Security Quick Reference
| Threat | Defense Layer | Priority |
|---|---|---|
| Prompt injection (direct) | Input validation before agent | High |
| Prompt injection (indirect) | Validate retrieved content; prompt hardening | High |
| Excessive agency | Tool allowlist per workflow | Critical |
| Privilege escalation | Trust level enforcement on inter-agent messages | High |
| PHI exfiltration | Tool scope enforcement; audit logging | Critical |
Defense hierarchy (most to least reliable):
- Tool authorization enforcement (independent of model reasoning)
- Input/output validation (detects known patterns)
- System prompt hardening (reduces model compliance with injection)
Observability Checklist
- [ ] Span-based tracing: one root span per workflow, child spans per node and tool call
- [ ] LLM call instrumentation: model, input tokens, output tokens, latency
- [ ] Compliance audit log: separate, immutable; every tool call and HITL decision logged
- [ ] PHI masked before transmission to third-party trace stores
- [ ] Quality gate defined and monitored (automated evaluation pipeline)
- [ ] Key metrics: success rate, HITL trigger rate, quality score, P95 latency, token cost
Common Interview Questions
- When would you choose an agent over a chain? — When the task requires dynamic tool selection based on results; when control flow cannot be determined in advance.
- What is the "agent paradox"? — Complex tasks benefit most from agents, but are also hardest to evaluate. Always define evaluation before deployment.

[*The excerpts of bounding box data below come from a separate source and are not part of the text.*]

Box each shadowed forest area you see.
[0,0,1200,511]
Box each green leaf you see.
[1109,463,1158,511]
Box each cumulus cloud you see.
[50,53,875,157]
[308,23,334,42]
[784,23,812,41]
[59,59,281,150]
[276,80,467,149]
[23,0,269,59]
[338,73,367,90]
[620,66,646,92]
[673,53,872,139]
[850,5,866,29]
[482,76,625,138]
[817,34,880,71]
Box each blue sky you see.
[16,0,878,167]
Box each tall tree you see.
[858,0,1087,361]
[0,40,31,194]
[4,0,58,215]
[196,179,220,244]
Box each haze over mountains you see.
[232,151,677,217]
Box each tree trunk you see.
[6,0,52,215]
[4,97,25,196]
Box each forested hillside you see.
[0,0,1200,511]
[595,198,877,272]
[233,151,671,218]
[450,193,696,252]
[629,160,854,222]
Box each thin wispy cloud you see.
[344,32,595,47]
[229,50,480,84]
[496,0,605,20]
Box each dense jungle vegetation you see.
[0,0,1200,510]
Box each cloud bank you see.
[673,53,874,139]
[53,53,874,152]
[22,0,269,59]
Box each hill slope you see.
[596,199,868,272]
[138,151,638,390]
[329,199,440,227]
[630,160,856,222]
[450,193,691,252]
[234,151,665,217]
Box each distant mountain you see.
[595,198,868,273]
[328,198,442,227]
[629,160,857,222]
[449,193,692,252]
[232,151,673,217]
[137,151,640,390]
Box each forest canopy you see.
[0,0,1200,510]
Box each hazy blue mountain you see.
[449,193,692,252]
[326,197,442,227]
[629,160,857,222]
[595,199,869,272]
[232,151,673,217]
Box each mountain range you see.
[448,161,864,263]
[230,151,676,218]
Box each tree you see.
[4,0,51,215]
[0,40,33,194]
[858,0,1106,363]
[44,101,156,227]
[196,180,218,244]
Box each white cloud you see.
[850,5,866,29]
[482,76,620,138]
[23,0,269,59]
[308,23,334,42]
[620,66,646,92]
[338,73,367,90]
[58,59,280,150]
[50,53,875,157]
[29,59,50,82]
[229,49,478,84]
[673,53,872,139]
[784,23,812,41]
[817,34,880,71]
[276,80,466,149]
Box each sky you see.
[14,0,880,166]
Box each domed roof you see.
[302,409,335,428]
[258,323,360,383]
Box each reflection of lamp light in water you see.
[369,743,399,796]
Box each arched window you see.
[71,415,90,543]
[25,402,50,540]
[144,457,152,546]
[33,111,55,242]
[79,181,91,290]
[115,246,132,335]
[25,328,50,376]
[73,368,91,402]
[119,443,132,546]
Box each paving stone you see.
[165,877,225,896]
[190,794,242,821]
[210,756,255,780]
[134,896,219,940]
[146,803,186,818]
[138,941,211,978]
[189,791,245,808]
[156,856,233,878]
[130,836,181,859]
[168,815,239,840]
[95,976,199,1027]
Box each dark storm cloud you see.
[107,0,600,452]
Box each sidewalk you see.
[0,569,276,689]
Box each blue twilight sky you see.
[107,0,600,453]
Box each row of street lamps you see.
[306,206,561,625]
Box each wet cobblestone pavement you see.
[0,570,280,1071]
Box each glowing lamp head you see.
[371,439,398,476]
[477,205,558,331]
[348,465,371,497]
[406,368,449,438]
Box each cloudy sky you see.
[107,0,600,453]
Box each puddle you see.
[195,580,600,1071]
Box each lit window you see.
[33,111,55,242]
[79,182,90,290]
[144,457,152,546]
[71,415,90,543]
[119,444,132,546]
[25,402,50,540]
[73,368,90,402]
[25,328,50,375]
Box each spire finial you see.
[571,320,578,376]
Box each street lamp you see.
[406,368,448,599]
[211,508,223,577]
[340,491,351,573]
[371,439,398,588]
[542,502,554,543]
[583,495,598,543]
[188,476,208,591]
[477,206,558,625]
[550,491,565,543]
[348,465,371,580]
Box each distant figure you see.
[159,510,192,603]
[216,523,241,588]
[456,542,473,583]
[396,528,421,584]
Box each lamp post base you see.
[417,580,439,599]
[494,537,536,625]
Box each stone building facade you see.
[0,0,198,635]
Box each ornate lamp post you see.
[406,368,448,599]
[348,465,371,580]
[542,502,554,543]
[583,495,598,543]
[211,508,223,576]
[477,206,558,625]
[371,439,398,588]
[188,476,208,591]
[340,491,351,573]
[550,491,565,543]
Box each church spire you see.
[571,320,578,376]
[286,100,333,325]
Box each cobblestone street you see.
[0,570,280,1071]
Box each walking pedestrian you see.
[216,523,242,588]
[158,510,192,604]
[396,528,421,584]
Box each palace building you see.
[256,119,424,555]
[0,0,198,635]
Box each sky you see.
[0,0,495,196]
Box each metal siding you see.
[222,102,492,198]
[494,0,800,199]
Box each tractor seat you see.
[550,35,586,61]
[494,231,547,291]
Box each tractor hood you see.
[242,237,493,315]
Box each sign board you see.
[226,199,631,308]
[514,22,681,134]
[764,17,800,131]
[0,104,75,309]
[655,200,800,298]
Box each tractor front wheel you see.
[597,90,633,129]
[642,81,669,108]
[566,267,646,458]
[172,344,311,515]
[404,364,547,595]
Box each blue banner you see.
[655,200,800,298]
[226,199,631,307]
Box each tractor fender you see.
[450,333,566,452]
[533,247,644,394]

- How does LangGraph's checkpointing enable HITL? —
interrupt_beforepauses execution and returns control;PostgresSaverpersists state durably; the caller resumes by invokinggraph.invoke()with the human decision in state.
- Why enforce tool authorization at the MCP server rather than relying on the agent? — The LLM is not a reliable security boundary — it can be manipulated by prompt injection. The MCP server is code; it enforces authorization independent of the model's reasoning.
- What are the four HITL trigger categories? — Confidence-based (agent uncertainty), risk-based (action side-effect level), policy-based (business rule mandates review regardless of confidence), anomaly-based (agent detects unexpected state).
- What is the M×N problem MCP solves? — Without a standard protocol, M AI applications × N backend systems = M×N integrations. With MCP: M clients + N servers; each addition requires one implementation, not M or N.